ComponentRoleExamples
ReceiverAccepts telemetry from appsOTLP HTTP, StatsD TCP
ProcessorModifies, batches, filters, or samples telemetrybatch, memory_limiter, attributes
ExporterSends telemetry to a backend or exposes it for scrapeOTLP exporter, Prometheus exporter, debug exporter
flowchart TB
app["Application"]
otlp["OTLP receiver :4318"]
statsd["Optional StatsD TCP metrics receiver :9127"]
traces_processors["Trace processors"]
metrics_processors["Metrics processors"]
logs_processors["Log processors"]
traces["Trace exporter"]
metrics_push["Metrics push exporter"]
prometheus["Prometheus scrape exporter :9292"]
logs["Log exporter"]

app -->|"OTLP traces, metrics, logs"| otlp
app -->|"StatsD metrics only"| statsd
otlp -->|"traces"| traces_processors --> traces
otlp -->|"metrics"| metrics_processors
statsd -->|"metrics"| metrics_processors
metrics_processors --> metrics_push
metrics_processors --> prometheus
otlp -->|"logs"| logs_processors --> logs

Start with direct application telemetry:

  1. OTLP traces from the app SDK.
  2. OTLP metrics from the app SDK, or StatsD TCP if that is what the app already supports.
  3. Structured logs to stdout/stderr, or OTLP logs if your logging library supports them.

Direct Metrics First

Prefer direct metrics from application code when you can change the code.

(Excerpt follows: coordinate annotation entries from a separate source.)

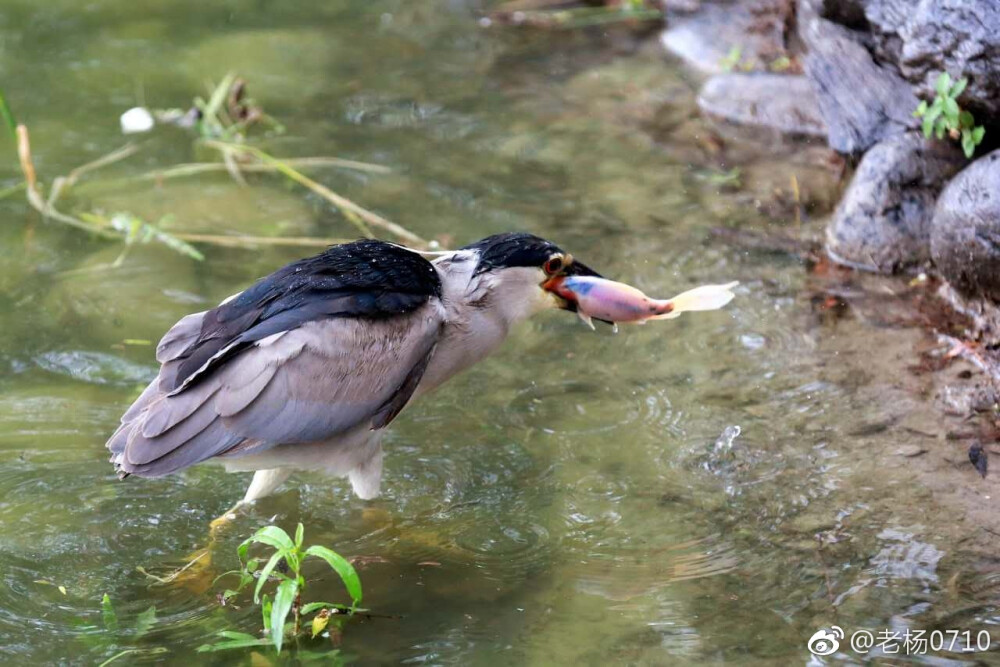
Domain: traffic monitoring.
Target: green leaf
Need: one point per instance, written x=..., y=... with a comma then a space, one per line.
x=943, y=84
x=951, y=109
x=320, y=622
x=236, y=640
x=928, y=126
x=273, y=537
x=968, y=146
x=8, y=116
x=265, y=612
x=958, y=88
x=108, y=614
x=266, y=573
x=342, y=567
x=283, y=600
x=145, y=621
x=316, y=606
x=940, y=127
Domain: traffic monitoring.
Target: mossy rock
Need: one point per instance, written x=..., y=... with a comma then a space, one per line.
x=215, y=205
x=141, y=299
x=281, y=66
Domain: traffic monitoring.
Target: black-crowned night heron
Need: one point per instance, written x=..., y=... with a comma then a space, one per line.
x=306, y=368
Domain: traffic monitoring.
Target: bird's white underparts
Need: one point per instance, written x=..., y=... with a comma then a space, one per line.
x=306, y=368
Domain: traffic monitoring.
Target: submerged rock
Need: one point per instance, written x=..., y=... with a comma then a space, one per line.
x=884, y=221
x=708, y=40
x=861, y=102
x=965, y=236
x=763, y=106
x=141, y=299
x=215, y=204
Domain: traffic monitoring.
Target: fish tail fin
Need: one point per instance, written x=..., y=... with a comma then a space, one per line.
x=706, y=297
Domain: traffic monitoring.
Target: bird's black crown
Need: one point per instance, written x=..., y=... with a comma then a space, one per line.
x=512, y=249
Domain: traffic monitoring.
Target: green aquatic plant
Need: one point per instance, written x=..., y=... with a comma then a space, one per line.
x=284, y=566
x=222, y=122
x=944, y=116
x=116, y=632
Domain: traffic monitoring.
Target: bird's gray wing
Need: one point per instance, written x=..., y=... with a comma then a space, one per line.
x=308, y=384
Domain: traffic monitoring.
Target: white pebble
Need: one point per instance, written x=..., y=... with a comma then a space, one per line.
x=137, y=119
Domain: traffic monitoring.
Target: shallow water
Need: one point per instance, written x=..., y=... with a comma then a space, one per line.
x=650, y=497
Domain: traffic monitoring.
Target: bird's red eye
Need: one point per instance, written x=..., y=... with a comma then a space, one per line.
x=554, y=265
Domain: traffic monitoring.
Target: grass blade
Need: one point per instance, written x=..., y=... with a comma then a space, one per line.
x=8, y=116
x=340, y=202
x=283, y=600
x=342, y=567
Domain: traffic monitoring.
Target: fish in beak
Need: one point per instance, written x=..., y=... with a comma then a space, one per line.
x=593, y=297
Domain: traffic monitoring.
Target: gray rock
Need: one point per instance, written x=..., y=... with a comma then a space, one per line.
x=923, y=39
x=883, y=222
x=861, y=101
x=763, y=104
x=705, y=39
x=965, y=235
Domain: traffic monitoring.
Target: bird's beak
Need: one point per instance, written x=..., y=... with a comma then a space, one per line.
x=565, y=298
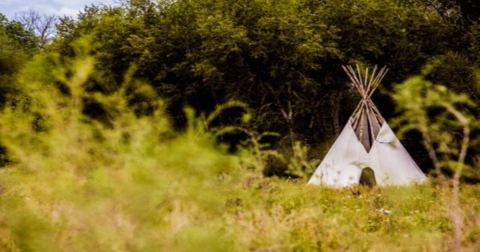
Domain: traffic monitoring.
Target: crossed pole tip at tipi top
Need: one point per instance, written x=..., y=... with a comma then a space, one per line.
x=366, y=119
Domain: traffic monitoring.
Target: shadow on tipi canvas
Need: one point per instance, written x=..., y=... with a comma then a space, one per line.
x=367, y=143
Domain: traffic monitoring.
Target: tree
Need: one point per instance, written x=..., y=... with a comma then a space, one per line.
x=42, y=25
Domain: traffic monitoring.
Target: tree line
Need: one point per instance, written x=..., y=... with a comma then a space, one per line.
x=281, y=58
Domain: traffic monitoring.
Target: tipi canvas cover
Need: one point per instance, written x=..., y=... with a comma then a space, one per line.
x=367, y=142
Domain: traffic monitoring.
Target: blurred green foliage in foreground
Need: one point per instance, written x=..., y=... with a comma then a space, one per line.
x=75, y=184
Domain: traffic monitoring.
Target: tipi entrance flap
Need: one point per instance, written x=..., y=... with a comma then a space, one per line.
x=344, y=161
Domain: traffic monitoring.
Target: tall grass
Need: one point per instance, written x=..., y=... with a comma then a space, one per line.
x=74, y=184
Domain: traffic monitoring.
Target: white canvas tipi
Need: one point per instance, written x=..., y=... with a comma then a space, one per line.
x=367, y=144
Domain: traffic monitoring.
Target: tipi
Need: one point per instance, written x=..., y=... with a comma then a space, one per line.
x=367, y=145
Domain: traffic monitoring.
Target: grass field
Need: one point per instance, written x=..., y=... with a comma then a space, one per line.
x=74, y=184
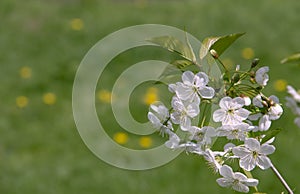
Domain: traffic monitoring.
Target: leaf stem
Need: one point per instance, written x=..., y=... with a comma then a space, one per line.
x=281, y=179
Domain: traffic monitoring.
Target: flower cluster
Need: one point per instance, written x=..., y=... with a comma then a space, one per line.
x=242, y=116
x=293, y=102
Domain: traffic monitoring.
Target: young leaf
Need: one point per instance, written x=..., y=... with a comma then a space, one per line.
x=181, y=64
x=175, y=45
x=292, y=58
x=219, y=44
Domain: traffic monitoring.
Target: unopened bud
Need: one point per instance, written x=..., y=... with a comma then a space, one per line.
x=254, y=62
x=214, y=53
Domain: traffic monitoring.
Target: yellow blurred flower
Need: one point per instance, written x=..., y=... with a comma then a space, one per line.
x=280, y=85
x=25, y=72
x=49, y=98
x=141, y=3
x=22, y=101
x=121, y=138
x=145, y=142
x=104, y=96
x=151, y=96
x=76, y=24
x=247, y=53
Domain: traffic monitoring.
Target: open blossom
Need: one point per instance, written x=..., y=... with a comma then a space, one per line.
x=236, y=180
x=274, y=111
x=192, y=86
x=202, y=135
x=252, y=154
x=238, y=131
x=261, y=76
x=293, y=93
x=183, y=112
x=231, y=111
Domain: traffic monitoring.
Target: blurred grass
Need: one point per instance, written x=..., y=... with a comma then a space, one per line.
x=40, y=148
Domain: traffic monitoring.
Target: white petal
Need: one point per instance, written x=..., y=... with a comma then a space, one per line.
x=248, y=162
x=193, y=110
x=254, y=117
x=257, y=101
x=252, y=144
x=173, y=142
x=219, y=115
x=206, y=92
x=274, y=98
x=242, y=113
x=225, y=103
x=188, y=78
x=240, y=176
x=251, y=182
x=238, y=102
x=266, y=149
x=240, y=151
x=226, y=171
x=264, y=123
x=175, y=117
x=263, y=162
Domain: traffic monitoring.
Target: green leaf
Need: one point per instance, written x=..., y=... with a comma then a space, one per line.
x=175, y=45
x=270, y=134
x=292, y=58
x=219, y=44
x=181, y=64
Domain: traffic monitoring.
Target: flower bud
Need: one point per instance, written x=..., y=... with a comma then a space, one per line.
x=254, y=62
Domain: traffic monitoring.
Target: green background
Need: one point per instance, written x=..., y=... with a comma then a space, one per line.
x=40, y=148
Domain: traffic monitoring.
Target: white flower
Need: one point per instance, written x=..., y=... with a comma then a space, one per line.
x=236, y=180
x=274, y=111
x=173, y=141
x=203, y=135
x=261, y=76
x=213, y=159
x=252, y=154
x=193, y=86
x=237, y=131
x=158, y=116
x=183, y=112
x=231, y=111
x=293, y=93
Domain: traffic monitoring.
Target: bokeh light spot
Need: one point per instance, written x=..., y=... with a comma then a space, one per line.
x=121, y=138
x=151, y=96
x=25, y=72
x=104, y=96
x=76, y=24
x=49, y=98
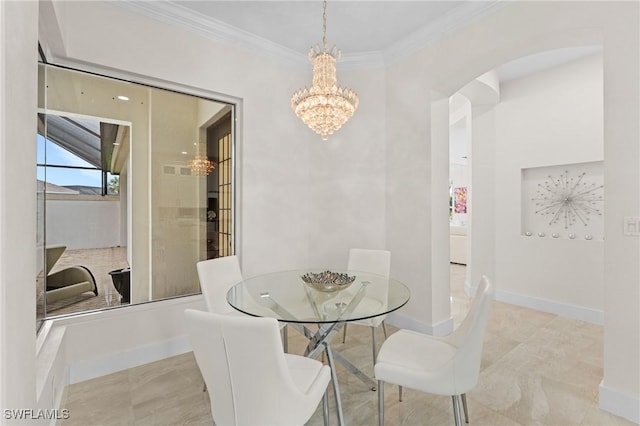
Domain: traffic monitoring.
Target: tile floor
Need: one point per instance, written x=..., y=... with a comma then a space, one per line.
x=537, y=369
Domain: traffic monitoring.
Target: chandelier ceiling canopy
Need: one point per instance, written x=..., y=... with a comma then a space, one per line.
x=325, y=107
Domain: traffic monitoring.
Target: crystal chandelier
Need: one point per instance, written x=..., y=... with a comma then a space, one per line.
x=325, y=107
x=201, y=165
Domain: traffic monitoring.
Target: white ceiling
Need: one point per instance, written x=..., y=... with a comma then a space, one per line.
x=367, y=32
x=354, y=26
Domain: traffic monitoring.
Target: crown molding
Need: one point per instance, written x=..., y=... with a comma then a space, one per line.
x=175, y=14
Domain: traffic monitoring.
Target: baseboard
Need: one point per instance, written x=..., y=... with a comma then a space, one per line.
x=620, y=404
x=440, y=329
x=554, y=307
x=90, y=369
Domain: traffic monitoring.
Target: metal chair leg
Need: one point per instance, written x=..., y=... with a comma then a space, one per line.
x=456, y=410
x=373, y=344
x=325, y=409
x=380, y=403
x=285, y=338
x=464, y=408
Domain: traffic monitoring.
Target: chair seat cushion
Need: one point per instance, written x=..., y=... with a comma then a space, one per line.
x=417, y=361
x=305, y=371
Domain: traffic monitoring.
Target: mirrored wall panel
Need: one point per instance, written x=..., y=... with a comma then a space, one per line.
x=135, y=185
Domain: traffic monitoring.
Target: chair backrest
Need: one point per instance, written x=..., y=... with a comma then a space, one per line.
x=216, y=277
x=245, y=370
x=469, y=336
x=373, y=261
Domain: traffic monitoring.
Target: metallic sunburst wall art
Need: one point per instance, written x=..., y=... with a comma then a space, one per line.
x=568, y=200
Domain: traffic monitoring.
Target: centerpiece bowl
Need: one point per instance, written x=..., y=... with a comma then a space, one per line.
x=328, y=281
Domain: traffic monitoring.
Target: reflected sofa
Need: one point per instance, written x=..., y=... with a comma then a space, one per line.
x=69, y=281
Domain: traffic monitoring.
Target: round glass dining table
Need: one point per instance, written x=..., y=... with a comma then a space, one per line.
x=286, y=297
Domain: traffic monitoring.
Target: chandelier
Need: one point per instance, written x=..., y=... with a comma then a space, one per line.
x=201, y=165
x=325, y=107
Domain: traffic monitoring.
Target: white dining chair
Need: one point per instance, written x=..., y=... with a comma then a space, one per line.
x=251, y=380
x=443, y=366
x=216, y=277
x=375, y=262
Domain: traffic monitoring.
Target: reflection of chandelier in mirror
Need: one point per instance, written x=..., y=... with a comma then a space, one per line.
x=201, y=165
x=325, y=107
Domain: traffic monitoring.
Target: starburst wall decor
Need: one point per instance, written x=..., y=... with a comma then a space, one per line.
x=568, y=200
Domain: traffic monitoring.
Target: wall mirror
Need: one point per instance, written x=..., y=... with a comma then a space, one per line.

Direct metrics are explicit, cheap, and easy to test.

Good direct metrics:

  • example.requests.completed
  • example.jobs.duration_ms
  • example.queue.depth
  • example.cache.hit

Use low-cardinality labels such as:

  • status
  • route_name
  • worker
  • deployment.environment

Derived Metrics

Derived metrics can be useful, but they should not be the default for new work.

SourceUse whenCaution
SpansYou already have spans and need latency/error histogramsAttribute choices can create high cardinality
LogsYou cannot change legacy code yetRegex processing is expensive and fragile

When a derived metric proves valuable, prefer moving it into direct application instrumentation later.

Sampling

Sampling belongs in the collector when you need centralized control. A common policy shape is:

  1. Keep all error traces.
  2. Keep a small percentage of fast successful traces.
  3. Keep a larger percentage of slow successful traces.

Record sampling decisions in the collector config so agents and humans know why some traces are absent.